Effectiveness and Efficiency Relationship Leading to Cost Benefit
Richard Fiene, Ph.D.
March 2019
In management science and economic theory in general, the relationship between
effectiveness and efficiency has been delineated in terms of two mutually exclusive processes
in which you have one but not the other. This brief technical research note will outline an
approach which mirrors the relationship in economics between supply and demand and how
effectiveness and efficiency can be thought of as images of each other giving way to cost
benefit analysis in order to have the proper balance between the two.
The proposed relationship between effectiveness and efficiency is that as one increases the
other decreases in a corresponding and proportionate way as depicted in the graphic below.

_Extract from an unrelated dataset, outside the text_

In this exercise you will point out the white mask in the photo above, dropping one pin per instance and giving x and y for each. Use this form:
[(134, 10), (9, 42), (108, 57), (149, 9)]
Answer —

This relationship is drawn from my work in regulatory compliance/licensing systems in
comparing data collected in comprehensive licensing reviews and abbreviated licensing reviews
where only a select group of rules/regulations are measured. When comprehensive reviews
are completed these reviews tend to be more effective but not very efficient use of resources.
When abbreviated reviews are completed these reviews tend to be more efficient but are not
as effective if too few rules are measured for compliance.
Effectiveness deals with the quality of outputs while efficiency deals with input of resources
expended. The Theory of Regulatory Compliance is finding the right balance between
effectiveness and efficiency in the above graphic. Where is the balanced “sweet” spot of inputs
to produce high quality outputs. As one can see where the effectiveness line is at the highest
point and efficiency is at the lowest point, this is a very costly system that is totally out of
balance. But the same is true where efficiency is at the highest point and effectiveness is at the
lowest point, this is a very cheap system that is totally out of balance producing low quality.
The key to this relationship and the theory of regulatory compliance is finding that middle
ground where effectiveness and efficiency are balanced and produce the best results for cost
and quality and leads us directly to cost benefit analysis.